Aksi Bully, Kenyamanan di Rumah, dan Peran Orangtua

AKSI 'bully' terutama di dunia pendidikan adalah persoalan yang sepertinya belum ada penyelesaian secara signifikan hingga saat ini. Tindak 'pem-bully-an' seolah jadi 'momok' menakutkan, tanpa adanya tindakan tegas yang bisa mengurangi, apalagi menghentikan.

Tidak sedikit korban 'bully' yang mengalami luka bahkan ada yang meninggal. Selain itu korban 'bully' juga mengalami 'trauma' tanpa ada solusi yang adil bagi mereka.

Ironisnya, pelaku 'bully' kebanyakan adalah usia pelajar, yang dalam sistem hukum di Indonesia masuk kateghori anak di bawah umur. Sehingga 'tangan hukum' kerap terhambat menjangkau mereka dengan alasan di bawah umur tadi.

Sungguh ironis, kalau sekolah yang merupakan 'ujung tombak' dunia pendidikan, malah menjadi tempat yang rawan bully. Padahal, sebagaimana pernah disampaikan Presiden Jokowi pada Kongres PGRI XXIII beberapa waktu lalu, sekolah harus menjadi 'safe house' atau rumah aman bagi siswa/pelajar.

Dalam kongres itu, Jokowi menjelaskan bahwa kasus 'bullying' akan mempengaruhi kualitas SDM. Padahal pada hakikatnya Indonesia memiliki kesempatan besar untuk melompat lebih tinggi menjadi negara maju. Namun kalau kasus 'bullying' malah makin marak di kalangan pelajar, maka upaya mencapai Indonesia Emas di 2045 dan menjadi negara maju akan sulit terwujud.

Apa faktor penyebab maraknya bully?

Menurut saya, salah satu faktor utama adalah medsos. Sebagaimana kita ketahui, 'bullying' bukan hanya terjadi secara langsung di dunia nyata. Tapi juga di sosial media atau dunia maya. Baik itu dengan melakukan bully melalui medsos, maupun lewat tayangan atau konten yang mempertontonkan aksi bully.

Dan tayangan atau konten dengan materi bully lah yang saya anggap paling banyak mempengaruhi, terutama untuk kalangan pelajar atau remaja. Bisa kita lihat, bagaimana konten atau film drama baik lokal maupun luar negeri, semisal Jepang, Korea, dan lainnya, kerap menyuguhkan aksi bully sebagai dagangan. Dan tayangan sejenis ini sangat bebas 'hilir mudik' di medsos tanpa ada filter.
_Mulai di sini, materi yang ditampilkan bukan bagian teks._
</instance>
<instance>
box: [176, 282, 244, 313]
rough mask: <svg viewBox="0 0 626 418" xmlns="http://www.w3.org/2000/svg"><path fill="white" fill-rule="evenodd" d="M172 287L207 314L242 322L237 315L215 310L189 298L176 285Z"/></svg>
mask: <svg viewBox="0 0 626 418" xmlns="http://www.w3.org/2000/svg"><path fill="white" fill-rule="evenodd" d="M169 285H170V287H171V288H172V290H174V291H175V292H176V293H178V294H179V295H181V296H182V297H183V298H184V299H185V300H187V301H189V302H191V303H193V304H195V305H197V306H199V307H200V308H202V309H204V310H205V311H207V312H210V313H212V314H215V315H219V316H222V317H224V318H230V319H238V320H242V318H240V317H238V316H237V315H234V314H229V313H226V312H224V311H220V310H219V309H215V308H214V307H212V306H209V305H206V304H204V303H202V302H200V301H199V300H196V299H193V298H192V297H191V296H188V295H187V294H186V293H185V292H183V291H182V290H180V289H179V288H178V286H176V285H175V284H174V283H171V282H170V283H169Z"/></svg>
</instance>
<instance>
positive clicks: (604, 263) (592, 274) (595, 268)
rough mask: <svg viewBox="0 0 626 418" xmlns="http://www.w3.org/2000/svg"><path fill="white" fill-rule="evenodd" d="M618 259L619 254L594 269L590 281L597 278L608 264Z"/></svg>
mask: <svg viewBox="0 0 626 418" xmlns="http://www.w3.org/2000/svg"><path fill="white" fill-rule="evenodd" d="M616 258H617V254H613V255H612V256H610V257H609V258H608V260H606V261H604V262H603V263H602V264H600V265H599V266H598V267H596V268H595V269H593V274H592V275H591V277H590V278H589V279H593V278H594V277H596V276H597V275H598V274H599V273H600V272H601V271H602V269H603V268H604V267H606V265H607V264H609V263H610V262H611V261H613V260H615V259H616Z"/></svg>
Sedangkan bagi anak pelajar atau remaja, yang memang masih gampang terpengaruh, tontonan aksi bully itu malah bisa menjadi inspirasi untuk melakukan hal serupa. Sehingga tidak heran, aksi bully seakan menjadi momok yang terus berkembang.

Lalu bagaimana?

Dalam hal ini, sangat penting peran orangtua. Pengawasan ketat adalah salah satu hal yang bisa dilakukan untuk menjauhkan anak dari pengaruh negatif medsos. Selain pengawasan, hal lain adalah, perhatian kepada anak dan membuat rumah menjadi tempat yang nyaman.

Harus sama-sama disadari, bahwa pondasi perkembangan anak ada di rumah. Kalau anak-anak merasa nyaman dan dapat perhatian di rumah, serta diberitahu secara baik soal bagaimana bersikap, maka kemungkinan besar, dia akan tertib di luar.

Kenapa rumah harus nyaman dan perhatian...? Karena anak haruslah punya kerinduan untuk segera kembali ke rumah begitu aktivitas sekolah selesai. Sehingga dia tidak berpikir untuk melakukan hal lain, apalagi yang bersifat negatif. Dengan membayangkan rumahnya yang nyaman, maka dalam pikirannya, hal-hal negatif akan sulit berkembang.

Ingat, rumah yang nyaman bukan soal fasilitas atau bentuk fisik rumah. Tapi yang paling utama adalah suasana yang hangat dan damai penuh kasih sayang. Rumah mewah sekalipun, tidak akan nyaman, kalau penuh dengan teriakan dan piring panci berterbangan.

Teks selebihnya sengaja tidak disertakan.